In this connection the statute, G.S. § 1-180, requires that the judge shall declare and explain the law arising on the evidence given in the case. This is a substantial right of litigants. Failure to observe it is error for which the injured party is entitled to a new trial. Such is the applicable principle in the instant case. So, let there be a
New trial.
BOBBITT, Justice (dissenting).
Whether a person, when indicted and tried for murder, may be found guilty as an accessory before the fact to the crime of murder, remains in doubt. State v. Dewer, 65 N.C. 572, and State v. Green, 119 N.C. 899, 26 S.E. 112, clearly say, "No." Under rather unusual factual situations, the decisions in Dewer and Green were overruled or the authority thereof somewhat impaired in State v. Bryson, 173 N.C. 803, 92 S.E. 698, and in State v. Simons, 179 N.C. 700, 103 S.E. 5. If and when an appropriate factual situation is presented, I think this Court should reconsider and clarify this subject.
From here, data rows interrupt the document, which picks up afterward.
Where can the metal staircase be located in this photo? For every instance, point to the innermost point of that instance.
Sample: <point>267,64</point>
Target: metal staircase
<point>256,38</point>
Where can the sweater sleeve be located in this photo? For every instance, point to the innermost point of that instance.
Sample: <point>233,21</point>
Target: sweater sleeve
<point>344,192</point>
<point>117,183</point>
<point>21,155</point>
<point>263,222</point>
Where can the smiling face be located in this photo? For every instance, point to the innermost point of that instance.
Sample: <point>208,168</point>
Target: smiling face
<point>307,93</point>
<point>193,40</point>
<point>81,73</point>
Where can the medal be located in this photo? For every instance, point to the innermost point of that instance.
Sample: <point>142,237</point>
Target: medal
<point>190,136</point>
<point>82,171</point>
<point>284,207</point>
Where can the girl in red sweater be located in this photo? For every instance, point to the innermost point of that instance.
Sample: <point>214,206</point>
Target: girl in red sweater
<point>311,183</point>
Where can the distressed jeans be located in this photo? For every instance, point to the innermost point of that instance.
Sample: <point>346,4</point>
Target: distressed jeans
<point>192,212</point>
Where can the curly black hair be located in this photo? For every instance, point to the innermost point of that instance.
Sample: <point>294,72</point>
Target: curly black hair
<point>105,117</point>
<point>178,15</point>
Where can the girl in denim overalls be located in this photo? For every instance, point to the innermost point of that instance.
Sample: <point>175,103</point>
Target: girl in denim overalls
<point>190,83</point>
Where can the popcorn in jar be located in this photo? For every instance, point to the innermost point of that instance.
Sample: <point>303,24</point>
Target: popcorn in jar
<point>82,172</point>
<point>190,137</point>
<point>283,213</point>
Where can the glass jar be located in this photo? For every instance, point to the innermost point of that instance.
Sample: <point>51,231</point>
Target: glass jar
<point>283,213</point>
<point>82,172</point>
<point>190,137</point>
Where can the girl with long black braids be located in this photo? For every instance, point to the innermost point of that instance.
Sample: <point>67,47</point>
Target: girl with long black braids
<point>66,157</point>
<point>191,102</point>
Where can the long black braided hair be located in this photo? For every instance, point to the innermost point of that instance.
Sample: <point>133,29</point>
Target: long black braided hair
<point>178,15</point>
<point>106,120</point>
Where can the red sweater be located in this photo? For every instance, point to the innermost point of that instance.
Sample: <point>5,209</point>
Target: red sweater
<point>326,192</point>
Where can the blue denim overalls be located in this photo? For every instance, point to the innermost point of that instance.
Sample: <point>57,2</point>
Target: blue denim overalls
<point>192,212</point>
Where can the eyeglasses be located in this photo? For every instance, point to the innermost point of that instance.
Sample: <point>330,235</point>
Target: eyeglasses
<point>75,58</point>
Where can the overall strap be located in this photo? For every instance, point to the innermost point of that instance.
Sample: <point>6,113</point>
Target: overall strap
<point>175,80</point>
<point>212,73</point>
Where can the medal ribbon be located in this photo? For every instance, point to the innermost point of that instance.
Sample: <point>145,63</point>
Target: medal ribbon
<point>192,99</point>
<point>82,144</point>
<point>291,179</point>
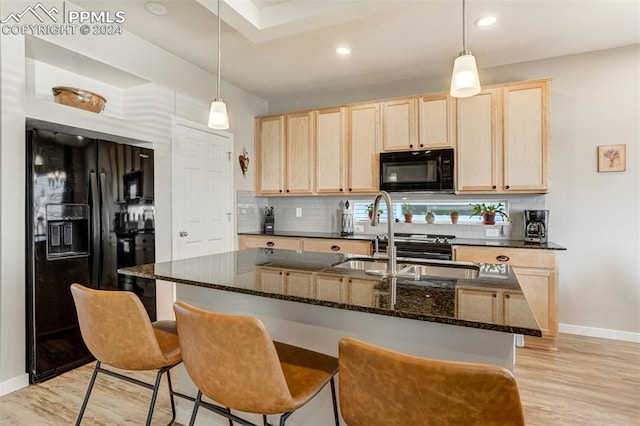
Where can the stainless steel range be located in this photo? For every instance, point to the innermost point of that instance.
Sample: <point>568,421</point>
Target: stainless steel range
<point>422,246</point>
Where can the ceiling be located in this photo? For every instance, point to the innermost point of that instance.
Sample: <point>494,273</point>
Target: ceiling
<point>285,48</point>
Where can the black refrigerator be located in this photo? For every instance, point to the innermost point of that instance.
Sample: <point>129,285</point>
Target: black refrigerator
<point>89,211</point>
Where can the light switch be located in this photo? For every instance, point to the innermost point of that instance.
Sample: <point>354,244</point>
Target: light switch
<point>492,232</point>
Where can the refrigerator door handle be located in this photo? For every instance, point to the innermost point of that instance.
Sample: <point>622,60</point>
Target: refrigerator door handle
<point>95,229</point>
<point>105,228</point>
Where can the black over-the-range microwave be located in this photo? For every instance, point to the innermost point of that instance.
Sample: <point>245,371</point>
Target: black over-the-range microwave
<point>425,171</point>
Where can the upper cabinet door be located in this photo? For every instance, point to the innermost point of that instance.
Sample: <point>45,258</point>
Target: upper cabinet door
<point>364,148</point>
<point>436,121</point>
<point>299,153</point>
<point>526,135</point>
<point>477,152</point>
<point>270,155</point>
<point>399,126</point>
<point>331,150</point>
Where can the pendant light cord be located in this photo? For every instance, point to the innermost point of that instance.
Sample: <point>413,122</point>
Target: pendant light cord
<point>464,27</point>
<point>219,53</point>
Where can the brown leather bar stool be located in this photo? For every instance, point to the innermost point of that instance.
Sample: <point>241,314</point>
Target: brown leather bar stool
<point>233,361</point>
<point>379,387</point>
<point>117,330</point>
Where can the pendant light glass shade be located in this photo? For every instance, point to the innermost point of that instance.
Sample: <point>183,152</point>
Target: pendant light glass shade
<point>465,81</point>
<point>218,118</point>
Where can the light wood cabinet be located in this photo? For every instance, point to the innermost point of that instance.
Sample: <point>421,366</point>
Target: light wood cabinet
<point>299,159</point>
<point>364,148</point>
<point>525,121</point>
<point>270,155</point>
<point>324,245</point>
<point>285,155</point>
<point>399,125</point>
<point>331,150</point>
<point>331,287</point>
<point>537,273</point>
<point>503,139</point>
<point>361,292</point>
<point>436,121</point>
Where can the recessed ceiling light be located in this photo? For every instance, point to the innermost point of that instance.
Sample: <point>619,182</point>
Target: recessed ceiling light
<point>486,21</point>
<point>156,8</point>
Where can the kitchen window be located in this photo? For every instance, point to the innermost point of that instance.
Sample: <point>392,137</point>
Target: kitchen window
<point>440,210</point>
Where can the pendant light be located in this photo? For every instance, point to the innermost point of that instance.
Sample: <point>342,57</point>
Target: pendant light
<point>218,118</point>
<point>464,81</point>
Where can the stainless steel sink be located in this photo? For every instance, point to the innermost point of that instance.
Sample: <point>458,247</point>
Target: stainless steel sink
<point>362,265</point>
<point>464,272</point>
<point>443,269</point>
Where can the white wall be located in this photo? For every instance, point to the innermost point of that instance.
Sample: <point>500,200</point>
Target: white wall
<point>174,88</point>
<point>595,100</point>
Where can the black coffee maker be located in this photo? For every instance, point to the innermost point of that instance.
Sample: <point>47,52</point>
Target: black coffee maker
<point>536,226</point>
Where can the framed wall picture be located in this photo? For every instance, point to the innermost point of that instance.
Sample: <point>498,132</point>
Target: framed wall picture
<point>612,158</point>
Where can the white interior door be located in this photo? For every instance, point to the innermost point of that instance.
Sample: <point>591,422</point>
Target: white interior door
<point>202,191</point>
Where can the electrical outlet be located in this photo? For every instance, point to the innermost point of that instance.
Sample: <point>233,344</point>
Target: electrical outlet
<point>492,232</point>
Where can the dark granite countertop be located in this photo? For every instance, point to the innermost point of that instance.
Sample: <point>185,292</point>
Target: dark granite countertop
<point>480,242</point>
<point>308,277</point>
<point>327,235</point>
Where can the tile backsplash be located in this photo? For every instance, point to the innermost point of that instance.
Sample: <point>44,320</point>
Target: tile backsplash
<point>323,214</point>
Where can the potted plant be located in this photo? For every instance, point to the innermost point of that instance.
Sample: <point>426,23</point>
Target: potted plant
<point>429,217</point>
<point>489,212</point>
<point>454,216</point>
<point>407,211</point>
<point>370,211</point>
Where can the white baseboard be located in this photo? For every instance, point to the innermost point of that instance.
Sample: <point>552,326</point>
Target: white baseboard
<point>604,333</point>
<point>14,384</point>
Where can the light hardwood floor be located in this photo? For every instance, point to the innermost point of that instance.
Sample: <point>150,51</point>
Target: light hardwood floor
<point>588,381</point>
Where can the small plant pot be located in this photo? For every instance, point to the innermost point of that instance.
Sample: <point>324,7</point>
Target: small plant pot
<point>488,218</point>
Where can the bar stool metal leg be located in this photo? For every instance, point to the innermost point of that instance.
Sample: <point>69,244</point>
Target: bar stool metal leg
<point>335,404</point>
<point>89,389</point>
<point>195,408</point>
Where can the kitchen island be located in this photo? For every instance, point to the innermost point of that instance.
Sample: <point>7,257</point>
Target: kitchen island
<point>305,300</point>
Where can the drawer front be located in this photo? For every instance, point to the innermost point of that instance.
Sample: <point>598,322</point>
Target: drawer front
<point>265,241</point>
<point>337,246</point>
<point>535,258</point>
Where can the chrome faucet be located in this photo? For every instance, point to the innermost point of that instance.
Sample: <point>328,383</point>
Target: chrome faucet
<point>391,243</point>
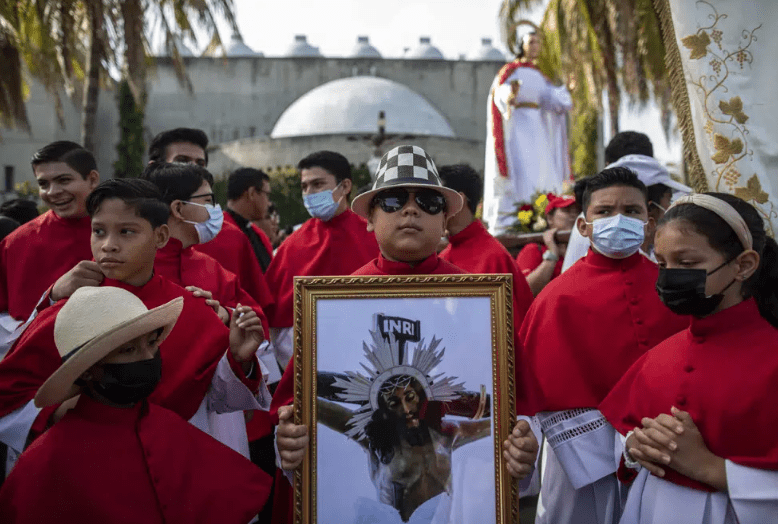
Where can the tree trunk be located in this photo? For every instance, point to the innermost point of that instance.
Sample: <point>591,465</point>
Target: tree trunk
<point>134,54</point>
<point>92,87</point>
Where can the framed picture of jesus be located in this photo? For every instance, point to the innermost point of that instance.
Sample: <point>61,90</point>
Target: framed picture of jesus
<point>406,384</point>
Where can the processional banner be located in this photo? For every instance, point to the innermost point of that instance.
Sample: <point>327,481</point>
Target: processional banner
<point>721,59</point>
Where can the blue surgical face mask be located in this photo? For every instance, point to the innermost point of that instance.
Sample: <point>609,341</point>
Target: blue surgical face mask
<point>207,231</point>
<point>617,236</point>
<point>321,205</point>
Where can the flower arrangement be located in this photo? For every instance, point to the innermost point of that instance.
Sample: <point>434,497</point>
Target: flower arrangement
<point>531,217</point>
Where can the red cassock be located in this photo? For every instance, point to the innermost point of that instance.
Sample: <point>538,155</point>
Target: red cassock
<point>261,234</point>
<point>335,247</point>
<point>475,250</point>
<point>586,328</point>
<point>723,370</point>
<point>232,249</point>
<point>187,267</point>
<point>35,255</point>
<point>283,510</point>
<point>531,256</point>
<point>189,354</point>
<point>135,465</point>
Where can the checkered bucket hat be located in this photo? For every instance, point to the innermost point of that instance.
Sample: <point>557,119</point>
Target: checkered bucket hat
<point>407,166</point>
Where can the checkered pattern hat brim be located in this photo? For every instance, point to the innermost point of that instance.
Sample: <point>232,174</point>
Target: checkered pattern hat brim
<point>407,166</point>
<point>406,162</point>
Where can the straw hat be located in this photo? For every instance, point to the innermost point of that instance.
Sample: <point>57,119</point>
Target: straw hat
<point>407,166</point>
<point>94,322</point>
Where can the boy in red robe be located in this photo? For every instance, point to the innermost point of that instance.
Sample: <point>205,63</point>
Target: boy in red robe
<point>38,253</point>
<point>248,200</point>
<point>115,457</point>
<point>333,242</point>
<point>208,367</point>
<point>408,213</point>
<point>471,247</point>
<point>229,247</point>
<point>580,335</point>
<point>186,189</point>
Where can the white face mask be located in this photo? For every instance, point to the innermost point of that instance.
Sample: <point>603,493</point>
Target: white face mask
<point>617,236</point>
<point>207,231</point>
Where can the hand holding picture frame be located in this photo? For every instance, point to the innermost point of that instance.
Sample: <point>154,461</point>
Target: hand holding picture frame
<point>406,384</point>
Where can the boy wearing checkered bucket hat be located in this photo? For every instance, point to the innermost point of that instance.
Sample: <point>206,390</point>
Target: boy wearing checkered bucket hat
<point>115,457</point>
<point>407,208</point>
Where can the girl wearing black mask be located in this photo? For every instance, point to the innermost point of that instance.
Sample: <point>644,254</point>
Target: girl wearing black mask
<point>698,410</point>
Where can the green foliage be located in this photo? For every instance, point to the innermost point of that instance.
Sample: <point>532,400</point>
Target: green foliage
<point>583,142</point>
<point>131,145</point>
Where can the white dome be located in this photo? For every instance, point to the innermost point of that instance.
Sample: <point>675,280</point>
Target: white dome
<point>301,47</point>
<point>363,49</point>
<point>487,52</point>
<point>425,51</point>
<point>351,105</point>
<point>237,48</point>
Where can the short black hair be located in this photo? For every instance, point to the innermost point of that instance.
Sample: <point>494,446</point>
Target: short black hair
<point>657,191</point>
<point>74,155</point>
<point>141,195</point>
<point>180,134</point>
<point>628,143</point>
<point>579,188</point>
<point>462,177</point>
<point>334,163</point>
<point>177,181</point>
<point>242,179</point>
<point>613,176</point>
<point>20,209</point>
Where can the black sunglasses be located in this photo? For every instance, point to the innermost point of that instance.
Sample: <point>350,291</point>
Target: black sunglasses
<point>392,200</point>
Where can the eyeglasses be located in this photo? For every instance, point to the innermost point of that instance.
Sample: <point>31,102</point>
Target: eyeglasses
<point>392,200</point>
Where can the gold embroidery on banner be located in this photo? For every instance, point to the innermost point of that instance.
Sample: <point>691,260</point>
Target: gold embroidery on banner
<point>725,119</point>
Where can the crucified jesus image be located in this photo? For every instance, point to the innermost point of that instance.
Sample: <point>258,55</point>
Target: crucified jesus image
<point>406,424</point>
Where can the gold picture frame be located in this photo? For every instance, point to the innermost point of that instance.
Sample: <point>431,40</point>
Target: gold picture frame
<point>339,322</point>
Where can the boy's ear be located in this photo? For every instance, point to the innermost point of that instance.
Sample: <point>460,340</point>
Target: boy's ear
<point>161,236</point>
<point>94,179</point>
<point>583,228</point>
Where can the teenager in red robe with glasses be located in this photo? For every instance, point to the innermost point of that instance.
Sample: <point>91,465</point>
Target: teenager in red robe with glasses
<point>193,222</point>
<point>408,214</point>
<point>582,332</point>
<point>698,410</point>
<point>208,367</point>
<point>38,253</point>
<point>115,457</point>
<point>230,247</point>
<point>471,247</point>
<point>543,263</point>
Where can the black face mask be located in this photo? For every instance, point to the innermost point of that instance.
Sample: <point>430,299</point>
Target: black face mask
<point>683,291</point>
<point>130,383</point>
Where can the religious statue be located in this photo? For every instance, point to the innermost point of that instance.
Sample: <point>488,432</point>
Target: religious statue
<point>526,145</point>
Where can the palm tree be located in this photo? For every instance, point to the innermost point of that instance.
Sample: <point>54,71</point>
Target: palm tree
<point>83,43</point>
<point>596,46</point>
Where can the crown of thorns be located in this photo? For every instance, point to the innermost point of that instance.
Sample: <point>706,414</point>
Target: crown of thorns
<point>388,368</point>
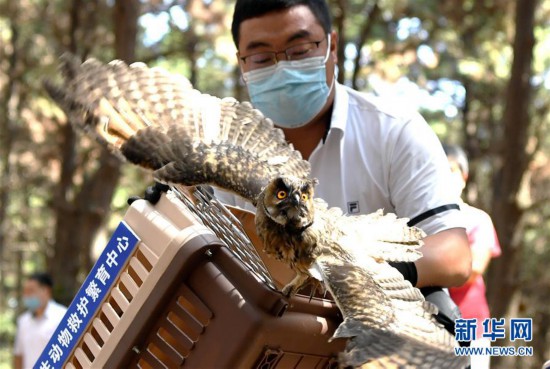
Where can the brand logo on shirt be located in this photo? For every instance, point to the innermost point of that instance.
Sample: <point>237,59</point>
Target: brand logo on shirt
<point>353,207</point>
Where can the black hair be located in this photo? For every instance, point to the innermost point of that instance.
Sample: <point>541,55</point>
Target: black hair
<point>43,279</point>
<point>246,9</point>
<point>456,153</point>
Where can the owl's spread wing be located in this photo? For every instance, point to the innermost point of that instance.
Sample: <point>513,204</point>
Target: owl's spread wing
<point>158,121</point>
<point>386,320</point>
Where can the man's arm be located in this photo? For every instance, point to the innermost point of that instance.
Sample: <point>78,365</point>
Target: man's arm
<point>446,259</point>
<point>17,362</point>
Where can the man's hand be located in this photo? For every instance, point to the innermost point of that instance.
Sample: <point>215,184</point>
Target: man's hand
<point>446,260</point>
<point>152,193</point>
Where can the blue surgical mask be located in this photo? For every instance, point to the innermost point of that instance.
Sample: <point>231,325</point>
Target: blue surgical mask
<point>32,303</point>
<point>291,92</point>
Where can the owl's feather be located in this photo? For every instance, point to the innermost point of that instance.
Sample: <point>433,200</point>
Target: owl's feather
<point>158,121</point>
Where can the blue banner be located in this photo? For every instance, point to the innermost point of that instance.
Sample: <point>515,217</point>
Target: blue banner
<point>89,298</point>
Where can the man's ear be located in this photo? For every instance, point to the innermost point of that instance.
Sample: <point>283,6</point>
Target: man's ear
<point>334,46</point>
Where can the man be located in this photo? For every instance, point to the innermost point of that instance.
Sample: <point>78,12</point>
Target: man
<point>36,326</point>
<point>470,297</point>
<point>366,155</point>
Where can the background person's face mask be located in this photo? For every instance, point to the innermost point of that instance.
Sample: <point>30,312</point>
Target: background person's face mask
<point>32,303</point>
<point>291,92</point>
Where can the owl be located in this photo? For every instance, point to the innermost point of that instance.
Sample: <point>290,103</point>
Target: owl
<point>158,121</point>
G.S. § 14-5 defines an accessory before the fact as a person who counsels, procures or commands another person to commit a felony. Here, according to the State's evidence, the defendant, in person, committed the robbery and murder. As I read the record, the defendant did not testify that he counseled, procured or commanded the robbery or murder; and the defendant's testimony is all the testimony tending to show he was not present at the time and place of the commission of the robbery-murder. Hence, whatever view is taken as to the legal question discussed in the preceding paragraph, I do not think the evidence in this case warranted an instruction as to defendant's guilt as an accessory before the fact.
PARKER, J., joins in this dissenting opinion.
HIGGINS, Justice (dissenting).
Analysis of the evidence convinces me the question of accessory in any degree, either to murder or to robbery, does not arise upon this record. And regardless of contrary intimations in some of our cases, I am unable to agree that accessory is a lesser degree of the crime of murder. I vote no error.